Several groups have confirmed the therapeutic potential of activated microglia and monocyte-derived macrophages in the injured spinal cord (21;138;142;143). Two studies revealed that microglial transplants placed into lesioned spinal cord promoted neurite growth (138;142). Although functional recovery was not documented in these latter reports, partial recovery was provided by transplanting activated monocytes into the caudal stump of transected rat spinal cord (143). The success of these pre-clinical models prompted a Phase I clinical trial. This trial was completed without any adverse effects associated with macrophage transplantation (86).

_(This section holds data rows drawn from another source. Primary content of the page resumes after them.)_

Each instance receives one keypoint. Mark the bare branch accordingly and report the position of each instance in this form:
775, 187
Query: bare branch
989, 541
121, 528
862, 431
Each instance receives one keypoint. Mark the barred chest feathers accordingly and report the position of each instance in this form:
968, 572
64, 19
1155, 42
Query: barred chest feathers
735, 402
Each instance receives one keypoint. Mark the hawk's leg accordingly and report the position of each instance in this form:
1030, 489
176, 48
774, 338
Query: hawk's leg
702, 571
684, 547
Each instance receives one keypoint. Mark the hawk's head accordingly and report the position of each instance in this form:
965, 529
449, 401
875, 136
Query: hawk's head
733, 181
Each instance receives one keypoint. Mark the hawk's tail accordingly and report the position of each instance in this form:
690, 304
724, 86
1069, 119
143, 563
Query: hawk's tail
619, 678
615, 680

For more information about this trial and its implications, readers are directed to a recent review (80).

Other studies have illustrated the neuroprotective capacity of acute macrophage depletion. Indeed, studies in various species and models of SCI have independently verified that secondary loss of neurons (axons) and myelin is reduced after inhibition of monocyte, and in some cases, neutrophil, infiltration. This has been accomplished using macrophage-specific toxins (19;131), antibody-mediated blockade of integrins (7;8;52;101), chemokine antagonists (41) and pharmacological agents that inhibit microglia and/or monocyte migration and secretion (20;49). More importantly, these anatomical indices of recovery were paralleled by significant but variable improvements in motor, sensory and autonomic function.

Despite the pre-clinical success of therapeutic CNS vaccines, the safety of intentionally expanding autoreactive lymphocytes to repair the injured spinal cord remains questionable (134). Although, this type of therapy has been applied in humans with Alzheimer’s disease with some evidence of efficacy (12;53;104;168), Phase II trials were suspended due to the onset of autoimmune meningoencephalitis in a small cohort of patients (18;125).

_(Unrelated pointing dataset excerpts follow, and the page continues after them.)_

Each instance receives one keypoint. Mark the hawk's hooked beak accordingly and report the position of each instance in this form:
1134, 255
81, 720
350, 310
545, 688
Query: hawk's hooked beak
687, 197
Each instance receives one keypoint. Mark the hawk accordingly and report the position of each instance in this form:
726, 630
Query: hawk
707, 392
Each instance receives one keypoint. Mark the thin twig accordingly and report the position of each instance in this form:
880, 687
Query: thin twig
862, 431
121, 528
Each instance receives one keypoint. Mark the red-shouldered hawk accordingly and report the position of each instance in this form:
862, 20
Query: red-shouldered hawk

In addition to cell-specific therapies, a number of pharmacotherapies that target the immune-CNS axis have been investigated. Systemic treatment with the anti-inflammatory cytokine IL-10 limits secondary neurodegeneration and improves locomotor recovery in some but not all SCI rodents (16;23;165). Similarly, the antibiotic minocycline, known for its ability to inhibit microglia and macrophages, has been shown to be neuroprotective and reduce neuropathic pain in rat and mouse models of SCI (56;162;167).

Conclusions

Despite extensive experimental data implicating inflammation as a pathogenic component of SCI, inflammation also appears to be pivotal for tissue repair. A challenge for researchers is to learn how to control cross-talk between the nervous and immune systems to minimize delayed neurodegeneration while promoting axonal plasticity and regeneration. Moreover, a greater appreciation for how SCI influences leukocyte development, activation and mobilization within and from peripheral lymphoid tissues is needed. Armed with this new knowledge, more effective and safer immune-based strategies will become available to treat spinal cord trauma and other CNS injuries.